Le problème d’un parent qui prend l’habitude de crier, c’est que cette tactique peut être aussi néfaste que de frapper son enfant et que les cris deviennent souvent inefficaces, comme en témoignent les parents qui augmentent le volume de leurs cris au fil du temps. Les parents élèvent la voix de plus en plus fort, jusqu’à ce que, chaque fois qu’ils veulent corriger leur enfant, ils crient à tue-tête, car c’est devenu une habitude et un moyen d’obtenir une réaction de la part de l’enfant. Si les cris n’ont pas d’autres conséquences que les cris eux-mêmes, la plupart des enfants trouvent que ce n’est pas un moyen de dissuasion assez fort ou un agent de changement assez efficace pour modifier leur comportement de façon permanente.

Une approche parentale efficace peut être un murmure et donner des résultats rapides

Les parents efficaces utilisent une approche plus douce qui non seulement communique avec l’enfant à son niveau pour qu’il comprenne mieux, mais qui utilise également une approche qui a des conséquences immédiates et qui est utilisée de manière cohérente.

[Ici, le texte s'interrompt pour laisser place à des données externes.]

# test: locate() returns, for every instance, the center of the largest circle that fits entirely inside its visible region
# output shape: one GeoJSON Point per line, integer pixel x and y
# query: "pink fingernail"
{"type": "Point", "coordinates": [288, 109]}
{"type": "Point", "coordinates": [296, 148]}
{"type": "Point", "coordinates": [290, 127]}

Il existe des méthodes d’éducation plus douces qui permettent d’obtenir l’obéissance des enfants. Si les parents commencent à utiliser l’approche « One Ask », ils constateront que leurs enfants les écoutent dès la première fois qu’ils leur disent quelque chose.[2] Ce n’est pas magique pour autant. Il faut du temps et de la constance. L’enfant doit comprendre que s’il reçoit un avertissement et qu’il n’obéit toujours pas, une conséquence s’ensuit immédiatement.

Les parents qui sont cohérents avec le suivi verront qu’avec le temps, ils peuvent même chuchoter l’avertissement à leur enfant et obtenir des résultats efficaces et rapides. Les cris ne sont pas efficaces à long terme. Cependant, comme les cris sont la tactique parentale la plus couramment utilisée lorsque les enfants se comportent mal, l’approche « une question » doit être mieux comprise et pratiquée par les parents afin de réduire leur habitude de crier.

Utiliser l’approche « One Ask » (une seule question)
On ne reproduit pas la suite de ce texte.